Video scraping: extracting JSON data from a 35 second screen capture for less than 1/10th of a cent https://simonwillison.net/2024/Oct/17/video-scraping/

Simon Willison

@dbreunig I'm still frustrated that Anthropic don't release their tokenizer!

Gemini have an API endpoint for counting tokens but I think it needs an API key

Drew Breunig

@simon Now that you mention it, I'm curious how different each platform is with tokens and how that might affect pricing (or just be a wash)

Simon Willison

@dbreunig yeah it's frustratingly difficult to compare tokenizers, which sure make price per million less directly comparable

Simon Willison

@dbreunig running a benchmark that processes a long essay and records the input token count for different models could be interesting though

axleyjc

@simon At what environmental cost though?

Simon Willison

@axleyjc I'd love to understand that more

In particular, how does the energy usage of running that prompt for a few seconds compare to the energy usage of me running my laptop for a few minutes longer to achieve the task by hand?

Simon Willison

@axleyjc I was using Gemini Flash here which is a much cheaper, faster and (presumably) less energy intensive model than Gemini Pro

There's also the new Gemini Flash 8B which is cheaper still, and the "8B" in the name suggests that the parameter count may be low enough that it could run on a laptop if they ever released the weights (I run open 8B models locally all the time)

th0ma5

@simon great documentation ... Any details on accuracy? How much did you have to clean up the output and did you have to check it all by hand?

Simon Willison

@th0ma5 I checked it all, didn't take long (I watched the 35s video and scanned the JSON) - it was exactly correct

Phil Gyford

@simon Is it also possible to calculate how much energy these things use, and some comparisons of what that's equivalent to?

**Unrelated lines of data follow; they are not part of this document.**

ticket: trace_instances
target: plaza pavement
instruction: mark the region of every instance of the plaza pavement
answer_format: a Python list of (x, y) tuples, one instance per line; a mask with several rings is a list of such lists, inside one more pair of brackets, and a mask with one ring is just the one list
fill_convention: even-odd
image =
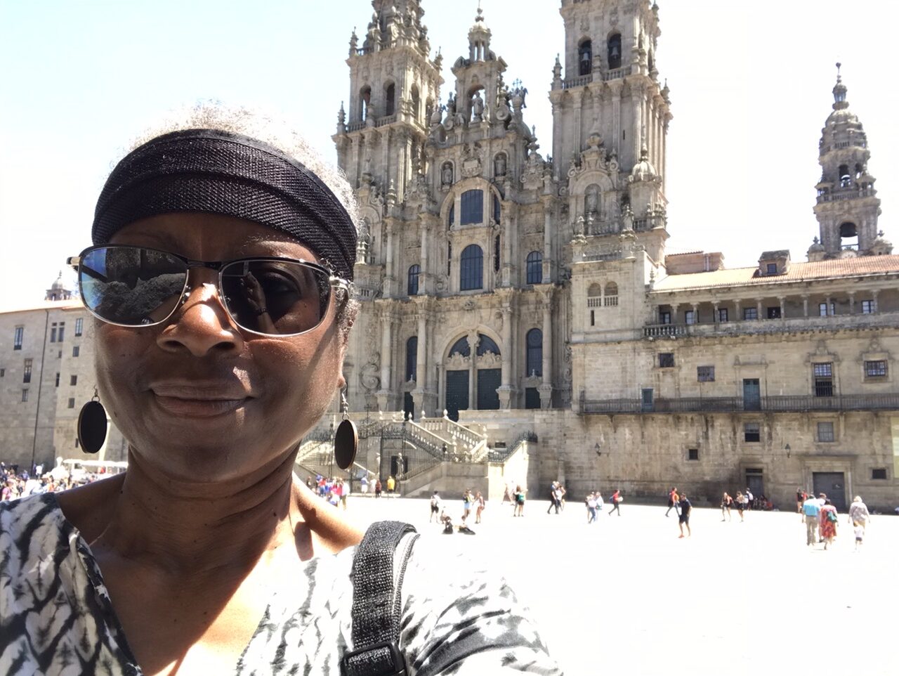
[[(461, 501), (445, 501), (458, 519)], [(397, 519), (425, 537), (485, 557), (532, 610), (568, 676), (796, 676), (899, 674), (899, 517), (875, 516), (862, 551), (841, 514), (828, 551), (806, 546), (795, 512), (746, 513), (721, 522), (693, 509), (693, 535), (678, 538), (665, 507), (621, 505), (586, 523), (582, 503), (525, 517), (488, 503), (476, 536), (444, 536), (427, 500), (350, 496), (360, 526)]]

I hear that AI is energy intensive but I have zero concept of what that means in reality for a single "thing" like this.

Simon Willison

@philgyford if that's possible I haven't seen anyone do it yet - the industry don't seem to want to talk specifics

GPUs apparently draw a lot more power when they are actively computing than when they are idle, so there's an energy cost associated with running a prompt that wouldn't exist if the hardware was turned on but not doing anything

Simon Willison

Video scraping in Ars Technica! https://arstechnica.com/ai/2024/10/cheap-ai-video-scraping-can-now-extract-data-from-any-screen-recording/

Felix Westphal

@simon @th0ma5 you being surprised that this actually worked tells a lot about the state we're in and afaik with this technology we can never be sure that the result will actually be correct. So if you have to double-check anyways you can just do it yourself manually (or use another non-LLM-tool).

Simon Willison

@superFelix5000 @th0ma5 right - the single hardest thing about learning to productively work with LLMs is figuring out how to get useful results out of inherently unreliable technology

axleyjc

@simon Are you also considering that the low costs are illusory? They are artificially low either because they are subsidized by VC money or in Google's case, advertising revenue. Openai is bleeding $ and not making a profit. Just given the energy and hardware costs, the current prices are unsustainable.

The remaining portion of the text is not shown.